7. Il résulte de ce qui précède qu'en Nouvelle-Calédonie les provinces sont compétentes pour établir la liste des espèces animales qu'elles entendent protéger et réglementer, dans les eaux intérieures, telles que définies par l'article 46 de la loi organique du 19 mars 1999, et dans les eaux surjacentes de la mer territoriale, les conditions dans lesquelles il peut être dérogé aux interdictions qu'elles édictent dans le cadre de cette protection, y compris s'agissant d'espèces animales qui se déplacent également dans la zone économique exclusive.

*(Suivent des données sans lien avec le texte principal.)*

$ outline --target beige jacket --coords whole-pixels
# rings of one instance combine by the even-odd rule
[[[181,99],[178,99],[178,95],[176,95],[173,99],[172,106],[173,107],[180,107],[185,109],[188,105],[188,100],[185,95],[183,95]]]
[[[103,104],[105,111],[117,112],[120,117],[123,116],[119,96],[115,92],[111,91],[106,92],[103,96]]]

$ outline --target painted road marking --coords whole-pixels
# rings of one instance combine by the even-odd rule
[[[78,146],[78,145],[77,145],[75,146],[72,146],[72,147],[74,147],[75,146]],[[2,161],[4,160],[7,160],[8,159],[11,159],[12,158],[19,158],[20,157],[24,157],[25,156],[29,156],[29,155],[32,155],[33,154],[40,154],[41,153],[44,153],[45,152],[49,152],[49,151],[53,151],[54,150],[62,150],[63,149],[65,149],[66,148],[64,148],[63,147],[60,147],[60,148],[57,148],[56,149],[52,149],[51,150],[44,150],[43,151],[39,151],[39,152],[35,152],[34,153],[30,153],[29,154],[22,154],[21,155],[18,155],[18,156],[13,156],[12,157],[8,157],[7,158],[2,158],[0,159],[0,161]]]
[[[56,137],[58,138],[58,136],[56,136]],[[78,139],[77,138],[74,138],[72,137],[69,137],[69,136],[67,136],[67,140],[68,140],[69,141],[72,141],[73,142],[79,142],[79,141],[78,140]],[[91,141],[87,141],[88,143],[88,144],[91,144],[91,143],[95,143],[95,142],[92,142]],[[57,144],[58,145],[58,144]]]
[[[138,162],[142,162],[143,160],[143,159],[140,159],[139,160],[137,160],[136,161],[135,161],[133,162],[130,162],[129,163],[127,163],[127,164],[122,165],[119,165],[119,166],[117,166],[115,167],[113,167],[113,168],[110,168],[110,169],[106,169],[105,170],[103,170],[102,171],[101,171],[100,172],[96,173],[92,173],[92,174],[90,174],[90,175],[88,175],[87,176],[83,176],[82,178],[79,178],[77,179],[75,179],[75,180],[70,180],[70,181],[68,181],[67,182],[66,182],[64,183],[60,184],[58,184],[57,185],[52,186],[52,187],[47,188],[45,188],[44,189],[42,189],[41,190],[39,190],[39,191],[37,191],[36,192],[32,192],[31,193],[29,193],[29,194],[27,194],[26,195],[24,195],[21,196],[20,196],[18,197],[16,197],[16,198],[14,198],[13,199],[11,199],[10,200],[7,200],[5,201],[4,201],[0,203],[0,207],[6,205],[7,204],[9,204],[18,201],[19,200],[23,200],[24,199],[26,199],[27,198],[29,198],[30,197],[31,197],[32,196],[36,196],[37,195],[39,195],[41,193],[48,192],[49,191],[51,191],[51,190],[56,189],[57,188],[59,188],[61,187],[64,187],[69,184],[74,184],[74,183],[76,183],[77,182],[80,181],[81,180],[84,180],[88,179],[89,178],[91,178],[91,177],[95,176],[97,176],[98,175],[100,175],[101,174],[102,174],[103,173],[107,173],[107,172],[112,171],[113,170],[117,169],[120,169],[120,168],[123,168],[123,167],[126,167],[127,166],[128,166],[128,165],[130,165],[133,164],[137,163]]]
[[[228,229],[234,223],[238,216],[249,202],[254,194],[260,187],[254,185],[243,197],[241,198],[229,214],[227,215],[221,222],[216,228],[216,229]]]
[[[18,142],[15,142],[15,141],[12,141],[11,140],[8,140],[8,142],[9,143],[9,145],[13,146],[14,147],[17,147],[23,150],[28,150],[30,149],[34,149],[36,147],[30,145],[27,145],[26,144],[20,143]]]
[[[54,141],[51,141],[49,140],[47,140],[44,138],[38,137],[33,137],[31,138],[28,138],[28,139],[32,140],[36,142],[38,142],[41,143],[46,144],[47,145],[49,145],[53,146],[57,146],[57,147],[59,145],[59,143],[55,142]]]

8. Le présent avis sera notifié à la présidente de la cour administrative d'appel de Paris, au président du tribunal administratif de Nouvelle-Calédonie, à la présidente de l'assemblée de la province Sud, au président du gouvernement de la Nouvelle-Calédonie, au haut-commissaire de la République en Nouvelle-Calédonie et au ministre de l'intérieur et des outre-mer.

Il sera publié au Journal officiel de la Nouvelle-Calédonie.


Délibéré à l'issue de la séance du 1er juillet 2022 où siégeaient : M. Christophe Chantepy, président de la section du contentieux, présidant ; M. J... H..., M. Frédéric Aladjidi, présidents de chambre ; Mme N... D..., Mme A... O..., M. B... C..., M. E... F..., M. Alexandre Lallet, conseillers d'Etat et Mme Isabelle Lemesle, conseillère d'Etat-rapporteure.

Rendu le 18 juillet 2022

Le président :
Signé : M. P... K...


La conseillère d'Etat-rapporteure :
Signé : Mme M... I...


La secrétaire :
Signé : Mme L... Q...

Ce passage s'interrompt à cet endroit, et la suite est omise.